You could also configure the base URIs if you wanted this all to be dynamic. This mechanism only works if you don’t explicitly add any endpoints. Choosing to add any endpoint: discovery, metadata, or a specific contract WILL mean you have to specify everything. The implicit behavior will expose all contracts on the endpoint, so a service that implements 2 or more contracts will listen for all contracts when you use implicit listeners.

Leave a comment

More with Discovery, Day 4

Previously, we looked at configuring discovery on the server. What about the client? To discover from the client, we use a class named DiscoveryClient. DiscoveryClient implements the WS-Discovery protocol. Discovery is typically done over UDP because UDP allows for endpoints to broadcast a message.
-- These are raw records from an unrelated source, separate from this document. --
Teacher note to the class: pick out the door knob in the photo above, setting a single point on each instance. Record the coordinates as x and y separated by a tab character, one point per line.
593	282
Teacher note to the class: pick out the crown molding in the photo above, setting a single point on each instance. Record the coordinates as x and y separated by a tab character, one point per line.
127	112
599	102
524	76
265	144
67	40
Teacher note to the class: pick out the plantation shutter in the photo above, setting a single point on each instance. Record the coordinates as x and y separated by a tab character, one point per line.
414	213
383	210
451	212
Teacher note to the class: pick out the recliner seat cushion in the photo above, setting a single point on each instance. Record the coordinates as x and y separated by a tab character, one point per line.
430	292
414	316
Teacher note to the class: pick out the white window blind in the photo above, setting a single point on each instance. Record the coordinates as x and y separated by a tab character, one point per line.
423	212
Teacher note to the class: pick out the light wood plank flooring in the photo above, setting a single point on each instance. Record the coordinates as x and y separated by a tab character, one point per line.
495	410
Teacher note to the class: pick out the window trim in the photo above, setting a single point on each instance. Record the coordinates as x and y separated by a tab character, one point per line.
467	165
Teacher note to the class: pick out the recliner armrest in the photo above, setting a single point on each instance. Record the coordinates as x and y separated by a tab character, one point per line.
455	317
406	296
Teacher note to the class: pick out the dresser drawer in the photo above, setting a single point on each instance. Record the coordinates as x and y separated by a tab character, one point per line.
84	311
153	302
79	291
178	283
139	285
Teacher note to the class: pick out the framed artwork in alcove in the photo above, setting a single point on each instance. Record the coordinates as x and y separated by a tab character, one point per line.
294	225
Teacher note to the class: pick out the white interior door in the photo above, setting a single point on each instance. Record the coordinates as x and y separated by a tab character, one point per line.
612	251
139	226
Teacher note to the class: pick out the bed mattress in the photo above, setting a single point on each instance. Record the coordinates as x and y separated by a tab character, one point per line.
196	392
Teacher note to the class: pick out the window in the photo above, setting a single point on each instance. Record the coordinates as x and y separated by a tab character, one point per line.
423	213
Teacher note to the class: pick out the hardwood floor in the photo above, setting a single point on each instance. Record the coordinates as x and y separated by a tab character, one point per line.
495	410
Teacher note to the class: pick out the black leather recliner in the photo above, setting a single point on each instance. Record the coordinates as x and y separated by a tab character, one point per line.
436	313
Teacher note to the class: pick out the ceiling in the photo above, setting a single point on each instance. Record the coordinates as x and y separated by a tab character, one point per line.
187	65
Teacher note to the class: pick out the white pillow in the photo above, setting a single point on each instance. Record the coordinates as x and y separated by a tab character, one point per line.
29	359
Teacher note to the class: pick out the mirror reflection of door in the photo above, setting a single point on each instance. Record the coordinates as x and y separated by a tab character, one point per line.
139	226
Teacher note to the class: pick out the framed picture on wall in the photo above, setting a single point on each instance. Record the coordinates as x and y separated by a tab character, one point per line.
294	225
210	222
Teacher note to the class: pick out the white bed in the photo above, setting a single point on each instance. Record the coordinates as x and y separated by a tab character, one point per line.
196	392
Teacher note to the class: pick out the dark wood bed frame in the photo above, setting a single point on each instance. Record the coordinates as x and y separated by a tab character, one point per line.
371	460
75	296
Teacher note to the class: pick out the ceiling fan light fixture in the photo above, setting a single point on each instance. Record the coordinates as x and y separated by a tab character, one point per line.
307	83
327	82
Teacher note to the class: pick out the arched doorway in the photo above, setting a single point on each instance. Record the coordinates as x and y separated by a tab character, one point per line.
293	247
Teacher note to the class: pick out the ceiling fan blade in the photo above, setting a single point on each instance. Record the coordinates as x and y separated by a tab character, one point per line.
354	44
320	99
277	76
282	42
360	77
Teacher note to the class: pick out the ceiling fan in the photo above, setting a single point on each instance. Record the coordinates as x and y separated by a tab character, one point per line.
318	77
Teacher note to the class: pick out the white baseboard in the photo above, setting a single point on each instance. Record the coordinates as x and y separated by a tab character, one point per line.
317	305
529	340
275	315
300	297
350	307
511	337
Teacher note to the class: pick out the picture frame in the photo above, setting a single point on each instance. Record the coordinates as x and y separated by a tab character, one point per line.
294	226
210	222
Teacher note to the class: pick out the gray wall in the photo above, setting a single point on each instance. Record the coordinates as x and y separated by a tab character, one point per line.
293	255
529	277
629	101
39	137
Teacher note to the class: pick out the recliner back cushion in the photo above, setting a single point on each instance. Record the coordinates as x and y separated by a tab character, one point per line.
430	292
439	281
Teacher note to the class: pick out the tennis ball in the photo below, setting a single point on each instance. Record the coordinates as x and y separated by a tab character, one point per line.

The client uses a FindCriteria instance. In our case, we will ask for discovery to give us the metadata exchange endpoints that have definitions for ITest. Upon finding 1 of these, or timing out, we will resolve the metadata exchange endpoint and ask for information about the endpoint. If at least one of those is found (which it should be but it may disappear in between the first request and this one), extract the ITest information and create an ITest ChannelFactory using the discovered binding and endpoint. Sample code looks exactly like this:

// Create a client to find ITest instance. Return as soon as
// 1 is found.
var discoveryClient = new DiscoveryClient(new UdpDiscoveryEndpoint());
var criteria = FindCriteria.
  CreateMetadataExchangeEndpointCriteria(typeof (ITest));
criteria.MaxResults = 1;
var findResponse = discoveryClient.Find(criteria);
discoveryClient.Close();
if (findResponse.Endpoints.Count > 0)
{
  // Resolve the metadata for the first address.
  // Return the binding and address information.
  var endpoints = MetadataResolver.Resolve(typeof (ITest),
    findResponse.Endpoints[0].Address);
  if (endpoints.Count > 0)
  {
    // Create a factory based on the binding and address information
    // we received from the metadata endpoint.
    var factory = new ChannelFactory<ITest>(endpoints[0].Binding,
      endpoints[0].Address);
    var channel = factory.CreateChannel();

    // Call the add function
    Console.WriteLine(channel.Add(3, 4));
    factory.Close();
  }
}

The above code will fail if authentication credentials other than Windows or anonymous are required. But, if you use standard windows authentication on the service (or nothing) this works well. Discovery is well suited to intranet scenarios, because things like Windows identities and authentication are already in use.

Leave a comment

More with Discovery, Day 3

By now, you might be wondering where a person would actually use discovery. A common case would be allowing two processes on the same machine to find each other and allow for dynamic naming of all endpoints (such as using GUIDs in the URLs). This could be used by every Windows Service that has an application running in the system tray. In the enterprise, you would use discovery as one part of a publish and subscribe system. The subscribers would query for all endpoints that publish some kind of information (which would allow the subscribers to poll). Alternatively, a publisher could periodically ask for all entities on the network that were interested in a given topic and push to those endpoints. Likewise, a client could look for a service that implemented some other functionality and dynamically configure itself (instead of needing a priori knowledge about how infrastructure is deployed).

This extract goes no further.